Als Piraten sehen die Beschuldigten sich indes nicht, sondern als Fischer. De facto sind sie Fischer in einer Region mit einem Meer ohne Fische – und "fischten" am Ostermontag definitiv zur falschen Zeit am falschen Ort. Die Reeder fordern harte Strafen für die Somalis, und militärische Begleitung für ihre Handelsschiffe am Horn von Afrika – andernfalls wollen sie private Sicherheitsdienste mit ihrem Schutz betrauen.
90 % der Stückgüter des Welthandels werden mit Containerschiffen transportiert.
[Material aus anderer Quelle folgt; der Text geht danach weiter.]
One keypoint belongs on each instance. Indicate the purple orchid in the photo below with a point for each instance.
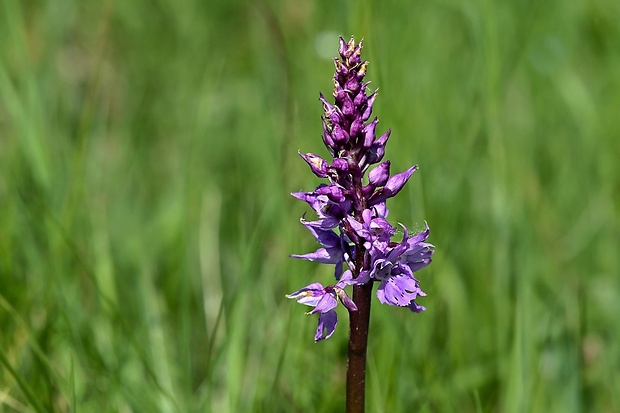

Knapp 5.000 Containerfrachter befahren die Weltmeere, Tendenz steigend. Und Hamburg ist die Hauptstadt dieses boomenden weltumspannenden Geschäfts: Jedes dritte Containerschiff hat deutsche Eigner, und sie werden von Hamburg aus gemanagt. Dort ist der Internationale Seegerichtshof angesiedelt und die Hansestadt ist der Standort für die bundesdeutsche Seegerichtsbarkeit.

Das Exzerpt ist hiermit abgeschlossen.